Eventually, because human beings don’t make sense but economics sort of do, rarity value drove up the price of the oyster. Rich people began to eat them, because it really showed how much money you could afford to waste when you ate something rare. Oyster prices climbed, and while oysters are not endangered (we farm them, so the supply long ago recovered), they can still fetch anywhere from S$6 to S$12 per oyster.
These used to be considered the cockroaches of the ocean. That’s not to far off; they’re arthropods, so they’re literally insects related to scorpions and such. Lobsters were considered so gross, there was a revolt in Maine where indentured servants were forced to eat them (they demanded lobster be served no more than three times a week, which would be a hilarious definition of “abuse” in today’s context).
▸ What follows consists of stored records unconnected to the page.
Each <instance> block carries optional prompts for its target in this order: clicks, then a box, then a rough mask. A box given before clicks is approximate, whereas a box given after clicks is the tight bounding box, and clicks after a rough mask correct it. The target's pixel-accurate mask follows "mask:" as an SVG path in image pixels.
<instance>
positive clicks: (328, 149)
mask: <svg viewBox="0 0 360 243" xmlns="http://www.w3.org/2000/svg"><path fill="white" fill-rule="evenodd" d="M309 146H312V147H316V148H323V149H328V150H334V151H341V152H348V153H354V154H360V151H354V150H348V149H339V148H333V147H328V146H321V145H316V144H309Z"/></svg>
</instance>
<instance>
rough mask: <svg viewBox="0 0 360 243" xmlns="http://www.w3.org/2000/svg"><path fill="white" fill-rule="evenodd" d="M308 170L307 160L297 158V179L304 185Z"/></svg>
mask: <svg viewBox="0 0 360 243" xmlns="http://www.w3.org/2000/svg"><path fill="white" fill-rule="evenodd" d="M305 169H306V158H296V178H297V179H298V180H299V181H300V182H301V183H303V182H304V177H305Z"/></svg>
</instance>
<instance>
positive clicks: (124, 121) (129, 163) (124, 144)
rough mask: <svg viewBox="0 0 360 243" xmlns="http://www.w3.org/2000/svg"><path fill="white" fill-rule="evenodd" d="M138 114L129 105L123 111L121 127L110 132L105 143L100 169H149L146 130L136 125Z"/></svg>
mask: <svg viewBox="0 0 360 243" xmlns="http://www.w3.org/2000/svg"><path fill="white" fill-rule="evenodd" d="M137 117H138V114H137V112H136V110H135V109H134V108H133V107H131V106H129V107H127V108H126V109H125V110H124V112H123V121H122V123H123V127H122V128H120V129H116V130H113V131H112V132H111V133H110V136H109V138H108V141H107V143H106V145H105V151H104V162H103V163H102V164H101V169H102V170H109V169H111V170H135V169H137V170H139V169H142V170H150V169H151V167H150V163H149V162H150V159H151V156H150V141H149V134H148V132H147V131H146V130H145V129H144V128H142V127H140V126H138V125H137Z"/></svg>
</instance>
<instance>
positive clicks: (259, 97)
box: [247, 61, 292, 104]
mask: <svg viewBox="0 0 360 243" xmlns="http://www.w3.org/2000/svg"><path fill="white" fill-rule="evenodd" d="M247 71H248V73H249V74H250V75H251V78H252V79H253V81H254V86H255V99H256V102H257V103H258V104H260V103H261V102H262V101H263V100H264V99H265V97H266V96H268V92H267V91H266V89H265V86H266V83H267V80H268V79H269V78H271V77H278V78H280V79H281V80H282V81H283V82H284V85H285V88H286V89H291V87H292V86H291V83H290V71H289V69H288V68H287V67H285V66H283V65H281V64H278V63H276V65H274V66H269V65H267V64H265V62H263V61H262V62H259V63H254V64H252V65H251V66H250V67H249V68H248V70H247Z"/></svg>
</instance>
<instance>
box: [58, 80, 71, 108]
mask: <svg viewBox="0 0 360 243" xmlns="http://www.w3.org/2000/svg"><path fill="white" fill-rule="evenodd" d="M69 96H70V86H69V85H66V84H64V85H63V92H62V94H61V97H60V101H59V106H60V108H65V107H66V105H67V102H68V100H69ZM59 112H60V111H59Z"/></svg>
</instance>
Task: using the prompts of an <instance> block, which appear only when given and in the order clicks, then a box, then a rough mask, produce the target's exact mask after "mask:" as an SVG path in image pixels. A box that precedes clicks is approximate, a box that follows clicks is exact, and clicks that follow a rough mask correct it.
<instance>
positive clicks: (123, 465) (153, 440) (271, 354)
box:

Two things happened to change this. First, people started to boil lobsters alive; or at the very least, they would do it while the lobster was still fresh. Previously, many were eating dead lobsters washed up on the beach, which were probably quite, errr, ripe by the time they went in the pot. The second thing was the ignorance of people living inland. When trains made cargo delivery from the coast easier, the people living far from the sea saw lobsters for the first time.
Cunning merchants conned them into believing lobsters were exotic, a ruse that was only revealed…well never, we’re still conned into thinking they’re exotic. Today, lobsters can be bought for around S$30 per kilo at wholesale prices; but the price varies significantly based on season and supply.